Sergio Ramírez
Como en las viejas novelas latinoamericanas donde la selva pare personajes siniestros, señores y de horca y cuchillo, terratenientes despiadados, traficantes sin hígado, un hacendado de Anapú, en los confines del estado de Pará, la amazonía de Brasil, mandó a que unos sicarios asesinaran a una anciana monja misionera que trabajaba con campesinos pobres, ocupantes de tierras que el terrateniente alegaba eran suyas.
Son los momentos en que la realidad se comporta como a los novelistas no les gusta, es decir, de manera maniquea. El mal encarnado en Vitalmiro Bastos de Moura, el terrateniente, y el bien en Dorothy Strang, la monja. No hay matices. La noche del 12 de febrero de 2005, dos sicarios pagados por Vitalmiro emboscaron a la religiosa de 73 años cuando regresaba de una reunión con sus campesinos, y le pegaron seis tiros. Por aquel trabajo recibieron 24.000 dólares en recompensa.
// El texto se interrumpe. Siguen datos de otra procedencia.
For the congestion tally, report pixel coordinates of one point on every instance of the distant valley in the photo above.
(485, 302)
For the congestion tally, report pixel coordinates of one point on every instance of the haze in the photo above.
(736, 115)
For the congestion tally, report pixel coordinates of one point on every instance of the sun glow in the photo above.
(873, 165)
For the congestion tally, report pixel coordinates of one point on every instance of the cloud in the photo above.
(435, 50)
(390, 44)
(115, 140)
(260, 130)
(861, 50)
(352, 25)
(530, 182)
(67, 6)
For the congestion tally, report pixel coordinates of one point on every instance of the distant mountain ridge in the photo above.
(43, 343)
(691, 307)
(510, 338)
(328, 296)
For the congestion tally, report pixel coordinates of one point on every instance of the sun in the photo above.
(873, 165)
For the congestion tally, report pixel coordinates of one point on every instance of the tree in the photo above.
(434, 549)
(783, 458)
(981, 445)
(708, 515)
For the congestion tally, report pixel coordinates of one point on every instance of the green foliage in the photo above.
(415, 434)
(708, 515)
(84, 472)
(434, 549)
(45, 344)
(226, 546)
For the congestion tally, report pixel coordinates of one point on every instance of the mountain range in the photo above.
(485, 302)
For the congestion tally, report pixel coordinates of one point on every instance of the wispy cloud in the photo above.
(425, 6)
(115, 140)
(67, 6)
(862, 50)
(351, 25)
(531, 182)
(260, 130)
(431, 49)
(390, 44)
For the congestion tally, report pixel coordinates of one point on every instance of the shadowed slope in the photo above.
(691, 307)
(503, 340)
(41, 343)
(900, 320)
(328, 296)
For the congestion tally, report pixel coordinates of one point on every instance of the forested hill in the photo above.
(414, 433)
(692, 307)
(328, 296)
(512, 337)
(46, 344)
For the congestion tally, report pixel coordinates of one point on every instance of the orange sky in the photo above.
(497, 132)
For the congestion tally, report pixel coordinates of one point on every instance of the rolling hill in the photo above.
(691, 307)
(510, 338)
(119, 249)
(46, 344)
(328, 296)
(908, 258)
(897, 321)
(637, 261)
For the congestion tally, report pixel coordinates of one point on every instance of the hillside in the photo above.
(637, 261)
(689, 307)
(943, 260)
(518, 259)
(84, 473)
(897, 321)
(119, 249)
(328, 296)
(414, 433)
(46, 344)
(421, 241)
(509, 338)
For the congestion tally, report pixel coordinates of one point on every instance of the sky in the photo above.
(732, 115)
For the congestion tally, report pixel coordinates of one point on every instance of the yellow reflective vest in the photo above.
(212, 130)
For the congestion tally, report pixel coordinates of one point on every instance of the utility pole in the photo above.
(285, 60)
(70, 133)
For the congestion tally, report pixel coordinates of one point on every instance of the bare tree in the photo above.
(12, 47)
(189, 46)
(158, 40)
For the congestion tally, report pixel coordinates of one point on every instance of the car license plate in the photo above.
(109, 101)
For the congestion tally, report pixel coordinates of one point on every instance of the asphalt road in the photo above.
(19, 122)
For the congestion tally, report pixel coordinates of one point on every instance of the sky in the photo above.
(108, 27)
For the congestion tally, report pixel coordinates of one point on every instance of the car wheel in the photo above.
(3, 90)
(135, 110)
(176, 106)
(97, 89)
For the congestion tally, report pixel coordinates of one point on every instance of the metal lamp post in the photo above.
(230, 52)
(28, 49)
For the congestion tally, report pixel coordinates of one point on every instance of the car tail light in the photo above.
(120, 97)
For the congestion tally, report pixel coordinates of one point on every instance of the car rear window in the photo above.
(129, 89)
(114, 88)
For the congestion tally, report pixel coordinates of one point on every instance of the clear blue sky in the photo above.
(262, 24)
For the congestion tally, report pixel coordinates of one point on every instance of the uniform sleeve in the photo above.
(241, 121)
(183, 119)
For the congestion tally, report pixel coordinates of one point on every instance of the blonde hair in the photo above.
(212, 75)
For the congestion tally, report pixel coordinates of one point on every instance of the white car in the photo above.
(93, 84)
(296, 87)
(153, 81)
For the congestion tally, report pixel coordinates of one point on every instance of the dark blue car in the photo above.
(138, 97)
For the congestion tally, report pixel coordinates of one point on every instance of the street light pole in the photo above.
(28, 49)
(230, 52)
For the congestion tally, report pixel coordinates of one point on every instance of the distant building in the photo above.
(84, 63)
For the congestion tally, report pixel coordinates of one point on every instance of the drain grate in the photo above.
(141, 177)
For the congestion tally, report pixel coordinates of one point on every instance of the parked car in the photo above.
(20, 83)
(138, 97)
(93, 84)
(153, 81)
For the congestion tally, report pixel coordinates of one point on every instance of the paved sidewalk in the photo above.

Los terratenientes de la zona, que hay otros potentados cómplices del asesinato, acusaban a la monja de azuzar a los campesinos a tomarse tierras, y pusieron precio a su cabeza. En las historias sin matices los malos reciben siempre su merecido, y así ha ocurrido en ésta. Un tribunal de Belén acaba de condenar a Edelmiro a 30 años de cárcel, y los autores materiales y demás cómplices también han recibido sentencias. ¿Será entonces que la justicia aún existe?